Migrants’ rights and health must be protected in the face of COVID-19
The COVID-19 pandemic is a test of our common humanity. It has revealed our shared vulnerabilities, and only a coordinated response based on justice, solidarity and humanitarian principles can help us overcome it.
Unfortunately the coronavirus crisis also is exposing problems of inequality between and within countries and the exclusion of vulnerable groups. How leaders respond to the plight of desperate, marginalized sectors of society will define their reputations and legacies.
President Trump and his administration now face a crucial test, after a federal judge set an April 6 deadline to explain why 7,000 detained migrant children and their parents — who are deemed to be at risk of catching coronavirus — cannot be released from detention on the U.S.-Mexico border.

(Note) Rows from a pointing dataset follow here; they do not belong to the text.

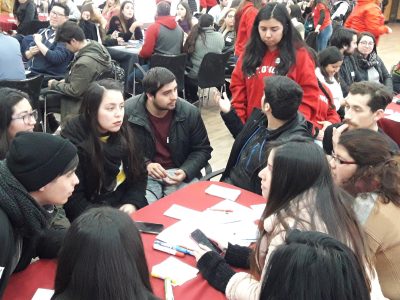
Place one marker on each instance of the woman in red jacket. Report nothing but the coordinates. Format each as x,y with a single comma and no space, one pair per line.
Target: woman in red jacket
275,48
367,16
244,19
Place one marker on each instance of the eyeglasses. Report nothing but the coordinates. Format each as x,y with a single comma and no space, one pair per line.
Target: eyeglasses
27,117
364,43
341,162
56,14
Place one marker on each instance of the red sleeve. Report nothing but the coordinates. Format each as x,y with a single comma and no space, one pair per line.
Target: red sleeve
239,91
304,74
150,41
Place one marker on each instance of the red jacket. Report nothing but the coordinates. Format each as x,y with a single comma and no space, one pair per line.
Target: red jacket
248,91
367,16
208,3
317,13
245,19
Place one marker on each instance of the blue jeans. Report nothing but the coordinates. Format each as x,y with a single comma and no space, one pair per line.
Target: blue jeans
323,38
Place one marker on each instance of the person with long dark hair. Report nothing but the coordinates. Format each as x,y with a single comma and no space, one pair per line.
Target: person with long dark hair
314,265
16,115
124,27
370,66
275,48
364,165
111,168
301,194
102,258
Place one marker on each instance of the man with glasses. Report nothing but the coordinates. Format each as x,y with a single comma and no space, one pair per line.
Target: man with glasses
364,107
45,55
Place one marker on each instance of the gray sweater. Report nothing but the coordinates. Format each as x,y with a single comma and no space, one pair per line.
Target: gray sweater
214,42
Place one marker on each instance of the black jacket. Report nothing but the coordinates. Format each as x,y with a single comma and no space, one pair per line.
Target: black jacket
188,140
131,191
24,232
296,126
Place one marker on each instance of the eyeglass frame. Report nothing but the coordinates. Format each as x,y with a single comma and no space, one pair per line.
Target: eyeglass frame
27,117
341,162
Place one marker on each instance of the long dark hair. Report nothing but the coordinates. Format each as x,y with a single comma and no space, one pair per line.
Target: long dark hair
301,173
102,258
323,268
377,168
256,48
8,99
198,31
93,146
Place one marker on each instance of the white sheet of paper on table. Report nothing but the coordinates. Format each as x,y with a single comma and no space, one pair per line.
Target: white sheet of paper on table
174,269
223,192
43,294
180,212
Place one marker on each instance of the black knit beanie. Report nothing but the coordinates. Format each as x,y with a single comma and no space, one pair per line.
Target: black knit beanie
36,158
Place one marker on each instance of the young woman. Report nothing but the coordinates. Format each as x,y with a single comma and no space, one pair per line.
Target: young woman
364,166
124,27
201,40
274,48
110,9
301,194
111,168
16,115
322,267
370,65
244,19
330,60
184,17
322,22
102,258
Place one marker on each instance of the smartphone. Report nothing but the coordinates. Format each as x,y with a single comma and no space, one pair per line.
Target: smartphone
146,227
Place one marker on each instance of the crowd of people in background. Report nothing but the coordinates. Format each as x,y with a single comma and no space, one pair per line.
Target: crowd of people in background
307,90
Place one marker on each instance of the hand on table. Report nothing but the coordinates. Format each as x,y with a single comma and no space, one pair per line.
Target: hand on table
128,208
177,178
224,102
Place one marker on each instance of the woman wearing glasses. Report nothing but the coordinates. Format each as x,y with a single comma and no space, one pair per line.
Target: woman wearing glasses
370,65
364,166
16,115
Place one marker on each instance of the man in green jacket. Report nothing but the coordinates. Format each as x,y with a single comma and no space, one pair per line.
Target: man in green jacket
91,60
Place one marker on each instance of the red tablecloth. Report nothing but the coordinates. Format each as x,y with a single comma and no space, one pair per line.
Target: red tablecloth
7,23
40,274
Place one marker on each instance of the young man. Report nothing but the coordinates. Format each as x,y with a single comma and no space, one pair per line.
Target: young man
364,107
91,60
346,41
38,172
277,120
171,132
45,55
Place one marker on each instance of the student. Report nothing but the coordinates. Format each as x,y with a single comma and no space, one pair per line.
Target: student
301,194
124,27
370,65
274,48
102,258
111,168
330,60
39,170
16,115
202,39
313,265
364,166
184,17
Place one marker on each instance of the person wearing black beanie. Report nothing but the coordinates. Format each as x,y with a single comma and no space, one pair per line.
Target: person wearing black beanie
39,170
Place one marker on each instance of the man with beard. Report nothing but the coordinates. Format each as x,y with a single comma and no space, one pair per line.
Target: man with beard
364,106
346,41
171,132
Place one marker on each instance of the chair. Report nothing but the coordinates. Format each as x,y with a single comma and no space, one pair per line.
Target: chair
175,63
31,86
212,72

The prolonged detention of migrants by the Trump administration constituted a health and human rights crisis long before coronavirus arrived on these shores. It was always a cruel, unjustifiable policy, driven by the cynical politics of xenophobic populism rather than an empirical approach to the challenge of mass migration across the Americas.
The root causes of the border humanitarian health crisis are multifaceted. Criminal and political violence, compounded by economic disruptions and abysmal poverty, have forced millions of people in Central and Latin America to leave everything behind, seeking safety and asylum in neighboring countries.
More than four million people have fled from Venezuela, and hundreds of thousands of people have travelled from the northern triangle of Central America — El Salvador, Guatemala and Honduras — toward the United States.
Throughout the last few years, human rights defenders, lawmakers and legal experts in the U.S. and abroad have loudly, persistently denounced the policies of family separation, child detention and forced repatriation of migrants as incompatible with the U.S.’s international human rights obligations and protections enshrined in domestic law.
These denunciations are even more justified today, especially since the U.S.-Mexico border has been closed for all but essential travel due to the coronavirus and its policing has been further militarized.
As things stand, many migrants, including children, face extortion, sexual violence, hunger, inhumane conditions in detention and significant risks of abuse in shelters in Mexico while waiting for their U.S. hearing. All of these have significant consequences. Moreover, the detrimental impacts are expected to last for many decades because childhood exposure to trauma has uniquely pernicious effects.
Under the current circumstances, it may be unrealistic to expect a fundamental change in U.S. immigration policy until after the November election. But that does not mean politicians and officials can ignore their responsibilities under international law.
Furthermore, COVID-19 is impervious to political calendars. Failure to address suffering in detention will not only entrench abuses but will provide fertile ground for the virus to spread among a population without sufficient access to health care or services.
I urge everyone responsible for current conditions for migrants on the U.S.-Mexico border to study the recommendations produced by the Border Humanitarian Health Initiative, based at the University of California, San Francisco. It offers practical, principled steps in the immediate, medium and long terms to treat migrants with justice and dignity, and to address the root causes of displacement. This includes providing health and essential services to migrants on both sides of the border. Special access and targeted programs appropriate to the populations’ needs should be implemented in Mexico and barriers to essential care and services should be removed.
As much as possible, U.S. and Mexican authorities alike should consider alternatives to detention, on health, humanitarian and human rights grounds. Children should never be detained for reasons related to their or their parent’s immigration status, as was made clear in the New York Declaration for Refugees and Migrants agreed to during the 2016 United Nations General Assembly.
Medium-term measures should include attempts to secure continuity of care for vulnerable groups such as children across borders, external monitoring of health and immigration systems, enhanced migrant processing capacity, and sharing of best practice, research and other relevant data between public bodies and civil society.
But without serious efforts to tackle the root causes of these migratory waves across the Americas — including endemic poverty, gang violence, human trafficking and impunity for rights abusers — all of the measures above will remain merely bandages.
Moments of crisis demand leadership and expose hubris and bad faith. Now is the time for people with wise heads and open hearts to stand up for the most vulnerable and to build a safer, healthier future for all.
Zeid Raad Al Hussein served as United Nations High Commissioner for Human Rights from 2014 to 2018 and is a member of The Elders, the group of independent global leaders founded by former South African President Nelson Mandela, which promotes peace and human rights around the world.